Helen Yemm, writing in the Telegraph – is a fan –
How to grow: Fatsia japonica
Helen Yemm loves this plant with leaves like vast outstretched hands
THERE is nothing as comfortable as an old hat. And this particular old hat – Fatsia japonica – was a favourite in difficult corners of many an urban and suburban garden before the concept of “architectural” plants was even a glint in some smart designer’s eye.
The list of plants that will grow in difficult conditions is frustratingly short. This tough evergreen with shiny, leathery leaves is one of the best on that brief list, vying with bergenia for having the largest and most dramatic leaves of evergreen plants that are hardy here. There is a slightly less tough and less common variegated form (F. japonica ‘Variegata’), which has cream tips to its leaves and is sold as an indoor plant.
Fatsia japonica is a native of the coastal woodlands of Japan and South Korea and was introduced into this country in the first part of the 19th century. It is often erroneously referred to as the castor-oil plant, the proper name of the unrelated Ricinus communis.
You either love fatsia or hate it – and I love it.

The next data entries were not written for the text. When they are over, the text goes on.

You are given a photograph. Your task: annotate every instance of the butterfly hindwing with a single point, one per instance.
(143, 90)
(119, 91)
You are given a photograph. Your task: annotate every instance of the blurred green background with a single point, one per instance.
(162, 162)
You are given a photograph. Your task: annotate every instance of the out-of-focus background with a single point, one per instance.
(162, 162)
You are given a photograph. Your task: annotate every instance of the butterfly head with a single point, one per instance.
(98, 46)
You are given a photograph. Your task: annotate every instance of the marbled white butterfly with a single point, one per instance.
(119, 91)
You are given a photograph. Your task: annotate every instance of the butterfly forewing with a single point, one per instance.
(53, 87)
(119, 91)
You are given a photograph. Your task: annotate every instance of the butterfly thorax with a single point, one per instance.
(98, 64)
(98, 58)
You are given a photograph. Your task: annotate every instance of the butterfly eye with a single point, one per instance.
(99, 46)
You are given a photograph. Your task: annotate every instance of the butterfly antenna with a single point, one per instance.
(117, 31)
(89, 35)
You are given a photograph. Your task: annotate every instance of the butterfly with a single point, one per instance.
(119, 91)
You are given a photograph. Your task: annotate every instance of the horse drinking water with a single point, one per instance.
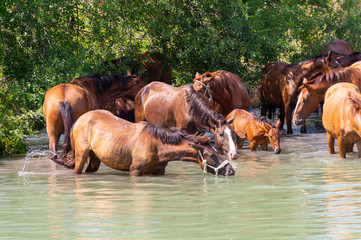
(163, 105)
(65, 103)
(138, 147)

In the days before I even dreamt of being a gardener, I used to look down, from four floors up, on to a group of wide-spreading plants. In the arid, dark well between the right-angled walls of a 1930s London block of flats, their leaves flattened out towards the limited, slanting sunlight, they created beguiling and dramatic shadows. I have been a devotee ever since. There is something comforting about those huge, indestructible, palmately lobed leaves, like vast outstretched, capable hands.
Fatsia japonica is too often seen only as a bright-foliage indoor plant. As such, it does well – it is trouble free, shiny and static, the mainstay of many an artificial-looking foyer display. Fatsia japonica comes into its own outside, where the leaves darken and weather to an thicker texture. As a bonus, older plants will produce strange, other-worldly looking, compound umbels of creamy-white flowers which seem, mysteriously, to attract hosts of lazy wasps in late autumn. Sooty-purple seedheads follow, if you are lucky.
While Fatsia japonica is not completely hardy everywhere in Britain, given a degree of shelter it is remarkably unfussy. Happiest in heavy soil, it will grow well in a variety of soils. It can cope with little or no direct sunlight, and is an excellent choice for that near-sunless corner in a typical urban or suburban garden.
Where root competition is fierce, fatsia will grow happily in a large container. A loam-based compost, such as John Innes no 3, with a little added organic matter suits it well.
Even if neglected, fatsia is a forgiving plant, but growth will be more vigorous in fertile soil with a regular supply of water. It will not, however, perform well if it is asked to tolerate scorching from unrelenting hot sunshine, or from icy, easterly winter winds.
In its variegated form, fatsia is said to be less hardy. I have, however, had a specimen growing against a wall in deep shade in a vast Chinese egg-preserving pot for 10 years without mishap and with little attention. It even survived the move from sheltered-town to more-exposed country garden.
All evergreens have an “autumn” – a period when they off-load their old leaves and, with a large-leafed plant such as fatsia, this can be alarming. From mid to late summer, the lower leaves droop, turn bright yellow and may have to be encouraged to drop off to maintain the plant’s good looks. New leaves and buds will have been produced.
As the plants age, older stems may become gaunt and bare. As new shoots appear from the base, all that is needed is the occasional removal of unsightly branches. This is best done in winter.
As a houseplant, the leaves of F. japonica – especially those of variegated plants – are less robust and cannot tolerate direct midday sun. Plants should be fed monthly in the growing season and watered sparingly in winter.
Specimens from flower or conservatory-plant shops will need a lengthy period of acclimatisation if they are to be grown outdoors. Buy those intended for outdoor planting from garden centres and nurseries.
Fatsia looks at its best against stone or brickwork, as a specimen on its own. However, as the fashion for planting tropical gardens takes hold, this plant is worth remembering as a backdrop to other exotica, such as cannas and crocosmias.
It sits well with bamboos and stately grasses, such as the horizontally striped Miscanthus zebrinus. It will always be a reliable workhorse, planted with contrasting evergreens to form a nearly permanent screen in light shade. Try it with Eleagnus ‘Limelight’, or Pittosporum ‘Silver Queen’, or even Choisya ternata. There is room for more than one old hat in most gardens.